We have the Twenty-Fifth Amendment. Now is the time to use it.
It's past time for Trump to be removed from office. This is a global crisis. It's time for J.D. Vance and the Cabinet to invoke the Twenty-Fifth Amendment.
President Donald Trump must be removed from office.
He is manifestly unfit for office, and his continued presence in office is an existential danger to the United States of America and the world.
His Tuesday morning threat that “[a] whole civilization will die tonight,” is not the first unacceptable statement from this man — but it must be his last as president.
Vice President J.D. Vance has a moral, ethical, and constitutional obligation to invoke Section 4 of the Twenty-Fifth Amendment by securing the support from a majority of the cabinet to “immediately assume the powers and duties of the office as Acting President.”
This would be the first time that such a step has been taken, but it is needed and it is needed now.
Great complications would doubtless follow, as the amendment allows further pushback from Trump if, as expected, he would seek to hold on to power.
As I wrote when I covered the history of this amendment at BuzzFeed News back during Trump’s first administration:
The fourth section — never used in the 50 years since it was adopted — gives the vice president and cabinet the power to declare that the president is “unable to discharge the powers and duties of his office.” It is heavily weighted in favor of the president’s ability to serve, enabling the president to force a congressional vote on the issue — a vote that would take two-thirds of both houses of Congress to keep the president out of power. In short, it’s a complicated and rigorous process that would require many elected and appointed officials to agree the president was unfit.
As such, Vance, the cabinet, and Congress must be ready, and must react accordingly — taking the only step that their oaths of office would faithfully allow. If impeachment — which requires only a majority vote of the House — needs to follow this initial, immediate step, then Congress must follow in lock step.
The presidency of Donald Trump — and the horrifying likelihood of what is to come if he is allowed to remain in office — must be stopped.
Now.
Any federal official who does not respond to Tuesday’s threat in a manner befitting their own constitutional obligations in light of Trump’s past actions will bear a part of the responsibility for what follows.
How we got here and what needs to happen
Donald Trump should have been impeached and removed from office on January 6, 2021, or in the days the followed. That would have stopped all of this.
In the absence of that, he should have been impeached and convicted once he left office, again, preventing all of this.
Had that failed, the Department of Justice in the Biden administration should have acted more quickly to prosecute Trump for his effort to overturn the 2020 presidential election — one of the most fundamental domestic failings a president could engage in. His conviction likely would have stopped this.
The Supreme Court should have, quite simply, gotten the case over the Insurrection Clause of the Fourteenth Amendment right, and Trump’s removal from the ballot should have been allowed.

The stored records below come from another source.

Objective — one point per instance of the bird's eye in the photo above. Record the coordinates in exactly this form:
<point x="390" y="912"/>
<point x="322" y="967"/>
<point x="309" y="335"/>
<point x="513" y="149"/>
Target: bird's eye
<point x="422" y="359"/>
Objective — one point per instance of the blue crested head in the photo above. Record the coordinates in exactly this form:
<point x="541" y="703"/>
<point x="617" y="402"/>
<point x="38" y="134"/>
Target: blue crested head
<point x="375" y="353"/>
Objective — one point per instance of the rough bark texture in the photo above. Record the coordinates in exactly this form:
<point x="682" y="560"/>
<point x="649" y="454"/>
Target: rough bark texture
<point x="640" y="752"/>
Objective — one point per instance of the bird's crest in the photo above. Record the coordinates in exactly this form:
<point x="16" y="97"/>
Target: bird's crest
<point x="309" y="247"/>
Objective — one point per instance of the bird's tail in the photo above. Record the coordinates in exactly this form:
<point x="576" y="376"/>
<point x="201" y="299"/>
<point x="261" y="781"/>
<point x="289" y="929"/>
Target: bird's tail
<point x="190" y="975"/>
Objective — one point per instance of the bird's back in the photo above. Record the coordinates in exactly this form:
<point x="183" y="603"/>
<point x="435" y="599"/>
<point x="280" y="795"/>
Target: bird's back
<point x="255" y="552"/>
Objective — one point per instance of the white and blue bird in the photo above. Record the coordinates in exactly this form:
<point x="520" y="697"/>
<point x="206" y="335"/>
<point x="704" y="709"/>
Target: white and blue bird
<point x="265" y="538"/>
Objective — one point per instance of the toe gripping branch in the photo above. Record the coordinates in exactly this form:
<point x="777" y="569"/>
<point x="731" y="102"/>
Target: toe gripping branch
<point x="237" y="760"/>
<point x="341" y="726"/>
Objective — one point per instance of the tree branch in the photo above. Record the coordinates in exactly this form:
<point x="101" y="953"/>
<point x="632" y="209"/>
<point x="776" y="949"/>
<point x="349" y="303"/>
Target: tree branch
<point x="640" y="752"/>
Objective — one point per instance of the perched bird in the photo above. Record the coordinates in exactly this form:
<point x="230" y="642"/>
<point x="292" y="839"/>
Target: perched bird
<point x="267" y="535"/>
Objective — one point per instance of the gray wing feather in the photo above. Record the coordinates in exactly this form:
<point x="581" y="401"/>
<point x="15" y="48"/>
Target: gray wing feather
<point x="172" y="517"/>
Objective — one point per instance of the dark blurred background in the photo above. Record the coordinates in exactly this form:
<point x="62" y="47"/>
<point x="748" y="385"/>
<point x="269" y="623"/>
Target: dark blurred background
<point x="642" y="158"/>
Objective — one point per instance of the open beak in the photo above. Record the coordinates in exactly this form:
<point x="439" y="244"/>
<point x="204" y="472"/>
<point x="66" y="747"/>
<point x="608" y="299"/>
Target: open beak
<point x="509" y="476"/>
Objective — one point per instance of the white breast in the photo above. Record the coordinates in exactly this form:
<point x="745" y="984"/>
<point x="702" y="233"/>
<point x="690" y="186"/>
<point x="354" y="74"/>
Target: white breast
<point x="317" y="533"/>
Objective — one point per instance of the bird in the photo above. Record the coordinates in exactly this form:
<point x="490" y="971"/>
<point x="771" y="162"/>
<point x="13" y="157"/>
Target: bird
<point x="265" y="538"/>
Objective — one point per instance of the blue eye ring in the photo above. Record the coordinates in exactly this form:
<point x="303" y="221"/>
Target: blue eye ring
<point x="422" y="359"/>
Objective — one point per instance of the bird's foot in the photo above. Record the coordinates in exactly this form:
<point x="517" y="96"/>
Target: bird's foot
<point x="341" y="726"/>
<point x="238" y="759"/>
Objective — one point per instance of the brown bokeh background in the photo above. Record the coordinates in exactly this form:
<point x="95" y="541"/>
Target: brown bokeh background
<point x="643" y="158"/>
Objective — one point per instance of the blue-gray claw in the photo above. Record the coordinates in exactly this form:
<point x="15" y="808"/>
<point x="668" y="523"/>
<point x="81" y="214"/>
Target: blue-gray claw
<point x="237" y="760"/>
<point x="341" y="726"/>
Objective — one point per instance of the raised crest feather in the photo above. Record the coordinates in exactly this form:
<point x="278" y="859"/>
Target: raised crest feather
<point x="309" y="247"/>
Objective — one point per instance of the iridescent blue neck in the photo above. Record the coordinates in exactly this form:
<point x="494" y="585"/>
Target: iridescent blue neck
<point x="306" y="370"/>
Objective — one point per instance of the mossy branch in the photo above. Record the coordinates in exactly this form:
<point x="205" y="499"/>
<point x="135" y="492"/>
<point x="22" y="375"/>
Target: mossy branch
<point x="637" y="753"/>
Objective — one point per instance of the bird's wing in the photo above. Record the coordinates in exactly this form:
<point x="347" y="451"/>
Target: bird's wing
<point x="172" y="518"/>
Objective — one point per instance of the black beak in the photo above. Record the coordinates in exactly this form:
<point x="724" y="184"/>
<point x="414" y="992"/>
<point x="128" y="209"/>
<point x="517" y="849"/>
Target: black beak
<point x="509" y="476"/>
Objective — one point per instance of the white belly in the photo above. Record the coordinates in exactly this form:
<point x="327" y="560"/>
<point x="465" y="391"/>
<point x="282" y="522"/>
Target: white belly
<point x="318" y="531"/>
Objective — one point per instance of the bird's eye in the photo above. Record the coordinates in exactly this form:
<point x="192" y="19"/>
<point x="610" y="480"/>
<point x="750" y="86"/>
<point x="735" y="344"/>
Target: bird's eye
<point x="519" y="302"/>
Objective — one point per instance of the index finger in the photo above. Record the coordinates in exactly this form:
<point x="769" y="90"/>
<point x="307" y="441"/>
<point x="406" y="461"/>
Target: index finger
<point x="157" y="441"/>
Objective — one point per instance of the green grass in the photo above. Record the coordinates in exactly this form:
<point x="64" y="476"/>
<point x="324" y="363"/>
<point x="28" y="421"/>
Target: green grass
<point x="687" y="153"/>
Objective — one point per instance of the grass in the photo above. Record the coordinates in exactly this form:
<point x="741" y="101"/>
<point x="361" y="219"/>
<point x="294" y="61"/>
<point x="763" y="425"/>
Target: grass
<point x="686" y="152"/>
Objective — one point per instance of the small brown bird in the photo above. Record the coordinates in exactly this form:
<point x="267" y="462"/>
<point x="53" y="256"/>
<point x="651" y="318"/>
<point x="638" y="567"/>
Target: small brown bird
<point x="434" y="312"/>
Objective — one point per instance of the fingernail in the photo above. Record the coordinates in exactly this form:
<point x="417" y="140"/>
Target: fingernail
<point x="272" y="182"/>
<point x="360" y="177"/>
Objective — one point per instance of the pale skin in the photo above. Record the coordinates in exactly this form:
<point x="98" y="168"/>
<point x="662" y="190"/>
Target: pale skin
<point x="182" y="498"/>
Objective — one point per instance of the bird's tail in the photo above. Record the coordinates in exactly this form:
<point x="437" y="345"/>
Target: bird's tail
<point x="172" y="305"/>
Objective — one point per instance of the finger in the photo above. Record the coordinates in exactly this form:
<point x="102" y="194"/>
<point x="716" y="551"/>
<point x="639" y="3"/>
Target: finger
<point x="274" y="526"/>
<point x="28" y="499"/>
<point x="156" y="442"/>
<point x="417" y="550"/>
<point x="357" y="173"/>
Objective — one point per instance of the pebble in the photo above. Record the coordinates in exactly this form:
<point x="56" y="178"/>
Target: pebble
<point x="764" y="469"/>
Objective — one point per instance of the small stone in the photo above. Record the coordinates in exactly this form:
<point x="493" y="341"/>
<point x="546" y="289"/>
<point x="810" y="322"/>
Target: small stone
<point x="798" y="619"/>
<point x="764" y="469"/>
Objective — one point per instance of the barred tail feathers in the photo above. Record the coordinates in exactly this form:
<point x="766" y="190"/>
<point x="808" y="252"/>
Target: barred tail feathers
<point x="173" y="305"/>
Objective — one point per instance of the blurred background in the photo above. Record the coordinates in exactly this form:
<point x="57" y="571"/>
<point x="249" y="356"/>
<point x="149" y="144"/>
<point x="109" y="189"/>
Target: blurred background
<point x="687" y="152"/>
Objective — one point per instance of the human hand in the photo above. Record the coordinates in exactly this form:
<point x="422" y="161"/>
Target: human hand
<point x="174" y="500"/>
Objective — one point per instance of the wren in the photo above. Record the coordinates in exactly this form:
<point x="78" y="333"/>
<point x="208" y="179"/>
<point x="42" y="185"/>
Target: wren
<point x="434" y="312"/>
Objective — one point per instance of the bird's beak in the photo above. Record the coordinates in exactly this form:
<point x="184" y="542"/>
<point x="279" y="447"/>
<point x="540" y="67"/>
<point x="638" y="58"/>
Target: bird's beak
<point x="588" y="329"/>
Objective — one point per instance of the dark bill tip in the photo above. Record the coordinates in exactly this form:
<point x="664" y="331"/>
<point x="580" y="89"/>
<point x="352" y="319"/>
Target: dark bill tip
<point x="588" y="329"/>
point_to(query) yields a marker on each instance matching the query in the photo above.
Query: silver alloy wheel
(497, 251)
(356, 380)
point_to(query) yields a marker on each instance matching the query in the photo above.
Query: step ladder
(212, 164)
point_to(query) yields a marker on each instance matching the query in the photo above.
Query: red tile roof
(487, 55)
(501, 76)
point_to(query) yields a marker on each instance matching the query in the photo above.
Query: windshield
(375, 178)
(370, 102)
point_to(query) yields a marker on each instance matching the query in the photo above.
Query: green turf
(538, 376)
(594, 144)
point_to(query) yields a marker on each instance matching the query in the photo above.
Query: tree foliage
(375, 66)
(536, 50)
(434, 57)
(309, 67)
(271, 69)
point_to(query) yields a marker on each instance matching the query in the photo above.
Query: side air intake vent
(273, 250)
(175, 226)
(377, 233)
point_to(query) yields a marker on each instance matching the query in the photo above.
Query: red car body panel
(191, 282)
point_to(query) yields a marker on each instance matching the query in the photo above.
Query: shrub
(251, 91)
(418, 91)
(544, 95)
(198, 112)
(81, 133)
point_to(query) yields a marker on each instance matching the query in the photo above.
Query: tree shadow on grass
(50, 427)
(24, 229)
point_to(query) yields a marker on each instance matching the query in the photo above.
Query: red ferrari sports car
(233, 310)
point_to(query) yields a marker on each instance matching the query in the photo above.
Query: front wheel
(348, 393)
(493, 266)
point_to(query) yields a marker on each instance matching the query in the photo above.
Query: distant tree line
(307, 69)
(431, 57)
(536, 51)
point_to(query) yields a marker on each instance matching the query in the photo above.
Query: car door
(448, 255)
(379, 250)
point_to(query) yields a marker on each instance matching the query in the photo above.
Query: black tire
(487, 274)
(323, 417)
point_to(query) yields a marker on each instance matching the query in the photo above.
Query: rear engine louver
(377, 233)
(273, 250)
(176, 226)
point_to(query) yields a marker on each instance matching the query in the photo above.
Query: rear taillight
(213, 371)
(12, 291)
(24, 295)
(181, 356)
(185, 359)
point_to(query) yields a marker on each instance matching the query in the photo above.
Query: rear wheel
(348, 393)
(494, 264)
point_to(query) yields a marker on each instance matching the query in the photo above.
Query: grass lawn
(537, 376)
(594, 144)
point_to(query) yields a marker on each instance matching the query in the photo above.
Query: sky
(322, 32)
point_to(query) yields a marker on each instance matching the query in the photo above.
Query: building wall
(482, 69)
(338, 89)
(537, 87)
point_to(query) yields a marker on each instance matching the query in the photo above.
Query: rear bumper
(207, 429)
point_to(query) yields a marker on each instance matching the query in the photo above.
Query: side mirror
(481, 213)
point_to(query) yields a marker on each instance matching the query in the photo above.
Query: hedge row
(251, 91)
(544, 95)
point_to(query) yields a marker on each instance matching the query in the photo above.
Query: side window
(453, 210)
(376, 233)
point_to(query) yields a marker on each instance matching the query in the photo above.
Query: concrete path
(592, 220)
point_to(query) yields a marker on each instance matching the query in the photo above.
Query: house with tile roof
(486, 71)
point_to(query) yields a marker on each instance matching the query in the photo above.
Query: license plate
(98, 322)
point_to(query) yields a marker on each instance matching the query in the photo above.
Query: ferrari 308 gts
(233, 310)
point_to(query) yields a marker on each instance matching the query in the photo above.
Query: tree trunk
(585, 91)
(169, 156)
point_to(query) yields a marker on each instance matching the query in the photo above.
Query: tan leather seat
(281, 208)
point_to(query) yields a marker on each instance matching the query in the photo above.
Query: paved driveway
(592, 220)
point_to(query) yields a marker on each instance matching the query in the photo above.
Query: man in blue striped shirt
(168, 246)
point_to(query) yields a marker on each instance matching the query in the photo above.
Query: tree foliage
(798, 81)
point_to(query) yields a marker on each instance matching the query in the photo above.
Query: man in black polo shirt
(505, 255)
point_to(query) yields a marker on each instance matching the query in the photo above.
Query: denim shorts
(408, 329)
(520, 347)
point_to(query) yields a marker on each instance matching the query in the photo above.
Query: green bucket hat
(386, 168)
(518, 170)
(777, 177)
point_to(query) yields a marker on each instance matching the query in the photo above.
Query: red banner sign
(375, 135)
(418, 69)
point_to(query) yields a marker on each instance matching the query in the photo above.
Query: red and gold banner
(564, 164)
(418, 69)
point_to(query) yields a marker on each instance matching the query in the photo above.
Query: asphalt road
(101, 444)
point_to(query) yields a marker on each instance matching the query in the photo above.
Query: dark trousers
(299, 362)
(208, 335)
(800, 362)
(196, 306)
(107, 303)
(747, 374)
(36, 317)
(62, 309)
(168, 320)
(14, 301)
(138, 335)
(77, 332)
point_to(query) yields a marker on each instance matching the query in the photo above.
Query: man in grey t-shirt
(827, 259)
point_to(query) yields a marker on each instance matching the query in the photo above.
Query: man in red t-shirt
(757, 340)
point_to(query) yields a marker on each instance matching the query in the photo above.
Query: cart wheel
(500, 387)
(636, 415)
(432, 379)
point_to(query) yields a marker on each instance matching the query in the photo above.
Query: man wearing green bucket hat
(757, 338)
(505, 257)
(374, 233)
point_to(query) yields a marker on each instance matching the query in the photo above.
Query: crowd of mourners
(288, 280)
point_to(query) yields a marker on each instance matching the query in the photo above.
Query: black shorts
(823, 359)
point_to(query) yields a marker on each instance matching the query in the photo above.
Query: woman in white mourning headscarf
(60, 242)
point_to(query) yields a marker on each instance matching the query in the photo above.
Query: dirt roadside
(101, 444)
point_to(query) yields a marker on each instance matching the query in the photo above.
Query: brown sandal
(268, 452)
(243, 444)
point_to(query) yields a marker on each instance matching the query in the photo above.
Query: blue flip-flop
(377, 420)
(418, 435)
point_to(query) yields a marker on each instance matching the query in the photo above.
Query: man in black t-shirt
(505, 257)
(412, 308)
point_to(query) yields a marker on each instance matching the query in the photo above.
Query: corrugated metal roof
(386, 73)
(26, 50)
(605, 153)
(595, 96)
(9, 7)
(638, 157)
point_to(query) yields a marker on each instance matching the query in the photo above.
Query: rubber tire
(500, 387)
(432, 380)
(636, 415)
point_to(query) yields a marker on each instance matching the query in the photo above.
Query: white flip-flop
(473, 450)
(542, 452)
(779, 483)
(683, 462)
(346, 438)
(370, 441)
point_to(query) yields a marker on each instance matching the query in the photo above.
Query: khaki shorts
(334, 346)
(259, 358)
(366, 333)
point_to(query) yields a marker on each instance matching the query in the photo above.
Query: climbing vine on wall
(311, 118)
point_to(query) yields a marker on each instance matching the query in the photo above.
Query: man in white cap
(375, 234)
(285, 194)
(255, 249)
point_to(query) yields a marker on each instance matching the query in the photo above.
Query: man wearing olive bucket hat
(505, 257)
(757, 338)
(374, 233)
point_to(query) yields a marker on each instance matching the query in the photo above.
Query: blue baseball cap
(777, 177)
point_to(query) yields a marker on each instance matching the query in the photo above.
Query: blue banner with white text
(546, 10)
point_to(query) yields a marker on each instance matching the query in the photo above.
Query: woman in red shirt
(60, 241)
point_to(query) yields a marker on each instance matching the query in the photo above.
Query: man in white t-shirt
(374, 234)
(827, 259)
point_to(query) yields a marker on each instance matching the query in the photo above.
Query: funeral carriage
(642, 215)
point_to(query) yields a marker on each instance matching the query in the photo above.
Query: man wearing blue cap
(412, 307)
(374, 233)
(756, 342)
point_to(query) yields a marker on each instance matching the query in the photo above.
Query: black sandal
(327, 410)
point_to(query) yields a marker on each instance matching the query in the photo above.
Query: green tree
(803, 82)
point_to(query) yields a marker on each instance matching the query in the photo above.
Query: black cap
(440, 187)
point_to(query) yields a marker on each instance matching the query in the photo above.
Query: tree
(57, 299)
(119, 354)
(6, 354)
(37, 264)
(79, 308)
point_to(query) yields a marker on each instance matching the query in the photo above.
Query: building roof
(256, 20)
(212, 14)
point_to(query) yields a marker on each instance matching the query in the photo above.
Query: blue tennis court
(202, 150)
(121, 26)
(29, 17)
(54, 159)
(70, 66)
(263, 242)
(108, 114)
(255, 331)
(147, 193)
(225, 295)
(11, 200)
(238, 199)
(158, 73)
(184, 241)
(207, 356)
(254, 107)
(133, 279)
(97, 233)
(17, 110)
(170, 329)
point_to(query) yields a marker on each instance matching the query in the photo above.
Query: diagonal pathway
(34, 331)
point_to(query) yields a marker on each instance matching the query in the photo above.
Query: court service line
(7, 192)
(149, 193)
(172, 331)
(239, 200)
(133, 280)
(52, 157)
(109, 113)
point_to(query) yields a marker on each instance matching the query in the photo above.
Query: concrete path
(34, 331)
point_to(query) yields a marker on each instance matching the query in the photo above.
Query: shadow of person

The Supreme Court should have resolved the immunity case in a way that reflected what lower courts and most scholars believed: Trump, as a former president, could have — and should have — faced accountability for his lawless actions.
But, none of that turned out that way, and a majority voted for Trump in 2024.
An overwhelming majority, however, now disapproves of the way Trump is abusing his office.
The people understand that what Trump is doing is wrong. This is not only shown in polls. It also has been shown in special elections across the country, and it has been shown in the streets — as millions upon millions have gone out to protest this man who abuses this office for his own gain, often seemingly only out of vengeance, or even simply because he believes he can.
His domestic abuses of the nation and its people have included efforts to turn troops on the American public and his extremist immigration enforcement policies have led to the killings of Americans and others in our nation. His administration’s demeaning of Congress by ignoring the laws, including appropriations, that it had passed and the growing number of violated court orders show an abuse of the balance of powers. His global lawlessness — from boat-strike murders to kidnapping presidents to threatening to destroy a “whole civilization” — is without justification, continual, and getting worse by the day.
Trump may believe that he set a red line on Tuesday morning, but the red line is one that was set for those officials who can — and must — stop this.
Invoke the Twenty-Fifth Amendment now, for it could not be more clear that “the President is unable to discharge the powers and duties of his office.”







Trump is committing war crimes against Iran; he must be stopped immediately, and impeached NOW!
Chris, thank you for saying what so many are thinking. I’m wondering something. If such a proceeding were to start, is there something in the amendment that would stop Trump from firing the members of his cabinet who were involved?